The “Star-Spangled Banner,” we’re instructed, is compromised by racism. Its creator, Francis Scott Key, owned slaves, and the poem’s third stanza contains the cryptic couplet “No refuge may save the hireling and slave / From the fear of flight, or the gloom of the grave.” I think Key was making use of the phrase “hireling and slave” to a single entity, the British mercenary soldier, however the professionally outraged aren’t keen on a dialogue of poetic that means.
Let me state for the document that I favor preserving the nationwide anthem, particularly now that virtue-signaling busybodies need it demoted. However the anthem’s strains—I believe we are able to admit this and stay good patriots—are a bit stilted. And the tune, written by the British church organist John Stafford Smith, is notoriously exhausting to sing. It really works nicely when sung by a high-spirited crowd, however for some purpose we insist on having soloists sing it earlier than public occasions. Most of those soloists’ renditions are cringe-makingly horrible, schmaltzed up with unhealthy rubato and under-the-note singing. It’s a must to stand there, mouth closed and feigning reverence, hoping the soloist’s voice doesn’t crack on the phrase “free.”
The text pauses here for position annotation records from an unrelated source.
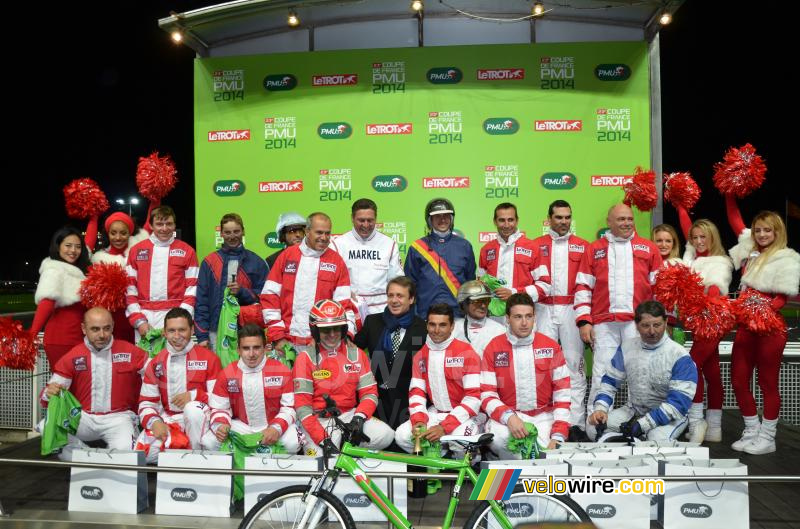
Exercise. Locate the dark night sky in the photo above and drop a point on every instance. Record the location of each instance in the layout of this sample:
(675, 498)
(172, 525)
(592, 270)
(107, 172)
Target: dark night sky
(111, 87)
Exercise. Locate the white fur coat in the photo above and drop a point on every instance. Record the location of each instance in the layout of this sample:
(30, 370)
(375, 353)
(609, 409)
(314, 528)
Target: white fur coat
(716, 270)
(102, 256)
(779, 275)
(59, 281)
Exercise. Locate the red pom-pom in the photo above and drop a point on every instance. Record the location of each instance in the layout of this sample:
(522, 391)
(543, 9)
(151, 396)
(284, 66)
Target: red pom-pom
(84, 199)
(156, 176)
(681, 190)
(641, 190)
(17, 347)
(740, 172)
(104, 286)
(753, 311)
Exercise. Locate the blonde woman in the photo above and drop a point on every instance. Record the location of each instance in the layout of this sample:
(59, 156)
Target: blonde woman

We’d really feel extra affection for our nationwide anthem if we had been all allowed to sing it collectively. However few Individuals sing collectively anymore. Bar songs aren’t any extra. Just a few know their faculty combat songs, however these are good for just one objective and are usually preposterous. Virtually the one individuals who nonetheless sing collectively are the non secular.
The Christian custom to which I’ve belonged most of my life—the Reformed custom of Protestantism—shouldn’t be well-known for its contributions to the western musical canon. Nevertheless it is well-known for its hymns and hymn-singing. The Lutherans have Bach; the Catholics have Monteverdi and Mozart and plenty of others; the Reformed have . . . Louis Bourgeois. He compiled and composed lots of of wonderful hymn tunes in Geneva in the course of the 1540s, together with “Outdated 100th,” to which many Protestant congregations sing the “doxology.”